Die Geschichte des Schachspiels:
Der Vorläufer aller Spiele aus der Schachfamilie, also nicht nur des europäischen Schachs, sondern auch des Xiangqis, Shogis oder Makruks, entstand vermutlich in Nordindien aus einem Vierpersonenspiel. Dieses Urschach wurde Chaturanga genannt. Über Persien und nach dessen Eroberung durch die Araber infolge der Islamischen Expansion wurde das Schachspiel weiter verbreitet. Spätestens im 13. Jahrhundert war das Schachspiel in Europa fest etabliert, denn seit dieser Zeit gehörte es zu den sieben Tugenden der Ritter. Im 15. Jahrhundert kam es, vermutlich in Spanien, zu einer großen Reform der Spielregeln, bei denen die heute gültigen Gangarten für Dame und Bauer sowie die Rochaderegel erfunden wurden. In den folgenden Jahrhunderten trugen vor allem europäische Schachmeister zur Erforschung des Spiels bei.
Im 18. und 19. Jahrhundert wurde das Schachspiel ein Bestandteil der bürgerlichen Kultur, was den Spielstil änderte und Turnierwesen und Schachpublizität prägte. Es war auch die Zeit der großen Schachcafés, deren berühmtestes das Pariser Café de la Régence war, wo seit 1740 Schach gespielt wurde. Der erste Schachverein wurde dann 1809 in Zürich gegründet.
Mit dem anlässlich der Weltausstellung in London 1851 vom englischen Meister Howard Staunton initiierten ersten großen Turnier begann die Geschichte der modernen Schachturniere. Der Wettkampf zwischen den damals besten Spielern Wilhelm Steinitz und Johannes Hermann Zukertort im Jahr 1886 wird als erste Schachweltmeisterschaft angesehen, obwohl bereits zuvor einige Spieler durch Turnier- und Zweikampferfolge als die stärksten ihrer Zeit angesehen wurden. Der auch als „Match des Jahrhunderts“ bezeichnete Weltmeisterschaftskampf 1972 zwischen Bobby Fischer und Boris Spasski führte zur Popularisierung des Schachspiels in den westlichen Industrienationen. Von 1945 bis 1990 war die Sowjetunion die weltweit dominierende Schachnation.
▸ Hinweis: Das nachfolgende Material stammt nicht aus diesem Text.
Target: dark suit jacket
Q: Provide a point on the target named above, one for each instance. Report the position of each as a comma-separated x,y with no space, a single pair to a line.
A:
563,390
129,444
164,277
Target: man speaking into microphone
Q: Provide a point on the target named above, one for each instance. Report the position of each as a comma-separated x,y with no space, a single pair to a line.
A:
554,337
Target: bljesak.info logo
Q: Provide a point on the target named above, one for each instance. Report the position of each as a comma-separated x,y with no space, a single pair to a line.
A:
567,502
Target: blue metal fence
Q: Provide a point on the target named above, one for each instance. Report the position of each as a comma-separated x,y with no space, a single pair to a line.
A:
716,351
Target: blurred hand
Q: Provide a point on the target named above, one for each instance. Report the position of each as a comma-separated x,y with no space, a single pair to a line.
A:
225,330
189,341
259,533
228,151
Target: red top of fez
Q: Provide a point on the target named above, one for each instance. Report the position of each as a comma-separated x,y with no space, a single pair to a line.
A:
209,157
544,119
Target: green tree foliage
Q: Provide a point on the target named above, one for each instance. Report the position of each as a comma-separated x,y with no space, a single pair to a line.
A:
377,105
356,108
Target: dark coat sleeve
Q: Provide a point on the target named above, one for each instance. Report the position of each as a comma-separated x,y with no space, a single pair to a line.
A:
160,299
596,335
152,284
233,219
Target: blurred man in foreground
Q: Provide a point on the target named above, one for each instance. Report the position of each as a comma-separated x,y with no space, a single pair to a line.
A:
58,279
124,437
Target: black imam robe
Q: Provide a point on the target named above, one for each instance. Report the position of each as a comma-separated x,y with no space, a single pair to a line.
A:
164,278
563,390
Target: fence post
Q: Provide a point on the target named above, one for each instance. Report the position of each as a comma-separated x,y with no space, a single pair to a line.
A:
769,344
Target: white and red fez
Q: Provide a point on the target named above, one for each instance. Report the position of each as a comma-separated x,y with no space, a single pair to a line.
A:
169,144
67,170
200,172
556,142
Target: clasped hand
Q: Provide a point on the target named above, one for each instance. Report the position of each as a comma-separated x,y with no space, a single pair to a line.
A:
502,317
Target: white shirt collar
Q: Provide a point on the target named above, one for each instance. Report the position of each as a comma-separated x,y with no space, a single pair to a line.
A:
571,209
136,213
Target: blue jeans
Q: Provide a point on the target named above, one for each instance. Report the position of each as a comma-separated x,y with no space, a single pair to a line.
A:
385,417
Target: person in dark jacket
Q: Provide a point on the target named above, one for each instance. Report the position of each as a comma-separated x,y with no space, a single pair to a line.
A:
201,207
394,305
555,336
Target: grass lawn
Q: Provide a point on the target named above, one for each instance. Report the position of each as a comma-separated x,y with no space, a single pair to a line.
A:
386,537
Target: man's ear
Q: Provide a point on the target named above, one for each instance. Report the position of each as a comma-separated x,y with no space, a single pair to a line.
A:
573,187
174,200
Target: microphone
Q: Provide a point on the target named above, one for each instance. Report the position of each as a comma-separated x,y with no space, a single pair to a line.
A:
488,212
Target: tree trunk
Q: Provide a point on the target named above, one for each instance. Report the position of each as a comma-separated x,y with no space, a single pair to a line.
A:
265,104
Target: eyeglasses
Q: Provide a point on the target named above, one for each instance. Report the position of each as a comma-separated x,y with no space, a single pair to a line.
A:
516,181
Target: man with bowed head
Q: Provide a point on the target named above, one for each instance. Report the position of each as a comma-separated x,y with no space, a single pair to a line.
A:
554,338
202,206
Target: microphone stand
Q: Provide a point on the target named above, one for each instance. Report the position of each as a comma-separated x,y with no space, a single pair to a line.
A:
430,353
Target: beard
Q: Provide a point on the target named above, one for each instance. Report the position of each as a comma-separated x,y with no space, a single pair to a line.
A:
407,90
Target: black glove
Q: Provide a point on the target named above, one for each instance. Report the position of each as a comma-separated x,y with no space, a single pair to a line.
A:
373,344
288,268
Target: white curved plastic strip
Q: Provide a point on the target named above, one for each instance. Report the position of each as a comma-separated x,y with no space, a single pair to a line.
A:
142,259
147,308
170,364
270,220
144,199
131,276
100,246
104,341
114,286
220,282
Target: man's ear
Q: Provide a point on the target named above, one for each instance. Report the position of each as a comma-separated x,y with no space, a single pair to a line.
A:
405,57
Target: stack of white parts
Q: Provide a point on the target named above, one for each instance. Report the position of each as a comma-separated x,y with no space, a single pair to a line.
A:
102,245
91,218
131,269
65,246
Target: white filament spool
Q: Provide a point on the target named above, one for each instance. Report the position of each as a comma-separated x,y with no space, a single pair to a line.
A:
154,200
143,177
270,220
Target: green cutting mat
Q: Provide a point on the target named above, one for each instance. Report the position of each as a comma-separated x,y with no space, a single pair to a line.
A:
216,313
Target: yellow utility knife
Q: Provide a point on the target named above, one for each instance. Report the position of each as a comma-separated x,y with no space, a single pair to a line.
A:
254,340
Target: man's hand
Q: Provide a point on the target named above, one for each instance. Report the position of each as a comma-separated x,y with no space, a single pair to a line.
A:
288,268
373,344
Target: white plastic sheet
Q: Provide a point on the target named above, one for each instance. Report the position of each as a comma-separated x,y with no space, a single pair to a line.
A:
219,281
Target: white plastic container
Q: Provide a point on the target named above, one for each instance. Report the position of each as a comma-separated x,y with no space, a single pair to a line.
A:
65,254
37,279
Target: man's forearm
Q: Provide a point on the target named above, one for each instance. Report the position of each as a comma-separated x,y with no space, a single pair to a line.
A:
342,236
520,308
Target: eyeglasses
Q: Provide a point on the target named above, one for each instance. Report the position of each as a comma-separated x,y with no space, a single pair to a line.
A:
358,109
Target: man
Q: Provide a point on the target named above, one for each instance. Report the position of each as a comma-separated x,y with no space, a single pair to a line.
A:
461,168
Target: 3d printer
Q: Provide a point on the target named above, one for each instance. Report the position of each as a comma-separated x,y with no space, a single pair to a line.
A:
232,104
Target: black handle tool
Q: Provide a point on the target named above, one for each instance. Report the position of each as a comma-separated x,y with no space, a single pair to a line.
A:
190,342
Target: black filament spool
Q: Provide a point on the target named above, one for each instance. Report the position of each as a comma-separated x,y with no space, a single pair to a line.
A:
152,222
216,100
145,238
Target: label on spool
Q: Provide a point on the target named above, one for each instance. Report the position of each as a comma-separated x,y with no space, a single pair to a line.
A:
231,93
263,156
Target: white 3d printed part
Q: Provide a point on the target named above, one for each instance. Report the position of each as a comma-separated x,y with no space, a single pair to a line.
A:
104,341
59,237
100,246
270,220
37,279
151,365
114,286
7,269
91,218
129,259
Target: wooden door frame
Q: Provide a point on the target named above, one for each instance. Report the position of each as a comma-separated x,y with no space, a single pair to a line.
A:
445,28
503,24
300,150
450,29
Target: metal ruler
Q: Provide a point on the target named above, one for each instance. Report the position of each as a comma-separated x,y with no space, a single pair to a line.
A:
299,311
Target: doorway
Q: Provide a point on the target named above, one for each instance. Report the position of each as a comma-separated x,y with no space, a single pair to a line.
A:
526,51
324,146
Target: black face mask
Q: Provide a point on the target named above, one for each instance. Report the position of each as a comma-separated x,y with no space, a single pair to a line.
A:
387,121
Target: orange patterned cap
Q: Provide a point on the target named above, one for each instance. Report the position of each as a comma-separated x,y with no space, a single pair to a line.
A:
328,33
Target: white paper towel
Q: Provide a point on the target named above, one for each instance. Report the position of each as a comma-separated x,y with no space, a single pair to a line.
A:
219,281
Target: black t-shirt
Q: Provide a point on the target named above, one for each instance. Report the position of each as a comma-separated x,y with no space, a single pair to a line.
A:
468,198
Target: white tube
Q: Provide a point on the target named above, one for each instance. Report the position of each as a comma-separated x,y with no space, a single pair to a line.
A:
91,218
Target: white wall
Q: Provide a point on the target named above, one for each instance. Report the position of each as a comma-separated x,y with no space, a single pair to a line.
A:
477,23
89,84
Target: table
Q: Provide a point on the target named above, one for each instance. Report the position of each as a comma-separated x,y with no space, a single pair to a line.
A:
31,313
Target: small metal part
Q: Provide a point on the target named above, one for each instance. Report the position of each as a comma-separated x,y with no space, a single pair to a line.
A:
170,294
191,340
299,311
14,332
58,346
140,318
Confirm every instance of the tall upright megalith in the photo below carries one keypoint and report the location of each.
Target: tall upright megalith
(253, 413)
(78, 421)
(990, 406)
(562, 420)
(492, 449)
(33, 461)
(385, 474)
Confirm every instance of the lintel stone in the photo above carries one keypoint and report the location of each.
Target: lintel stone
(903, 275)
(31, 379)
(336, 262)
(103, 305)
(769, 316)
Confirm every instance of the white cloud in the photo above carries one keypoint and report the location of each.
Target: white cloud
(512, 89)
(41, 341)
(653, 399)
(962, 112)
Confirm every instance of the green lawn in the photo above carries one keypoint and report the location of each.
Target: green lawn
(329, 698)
1924 wurde in Paris der Weltschachbund FIDE gegründet. Die FIDE leistete wichtige Beiträge zur Förderung des Schachspiels in der Dritten Welt.
Heutzutage sind Schachcomputer den Menschen im Allgemeinen überlegen. Schachprogramme spielen beim Schachtraining und bei der Partievorbereitung im Spitzenschach eine wichtige Rolle. Eine sehr umfangreiche Sammlung zur historischen und aktuellen Situation des Schachs in Deutschland befindet sich im Niedersächsischen Institut für Sportgeschichte in Hannover.
Die Schachweltmeisterschaft 2013 fand vom 7 Nov. bis 22 Nov. 2013 als Zweikampf um den Titel des Schachweltmeisters zwischen dem Titelverteidiger Viswanathan Anand und Magnus Carlsen als Herausforderer in Chennai (ehemals Madras) in Indien statt. Nach 10 von 12 angesetzten Partien gewann Carlsen mit 6,5:3,5 und wurde neuer Weltmeister.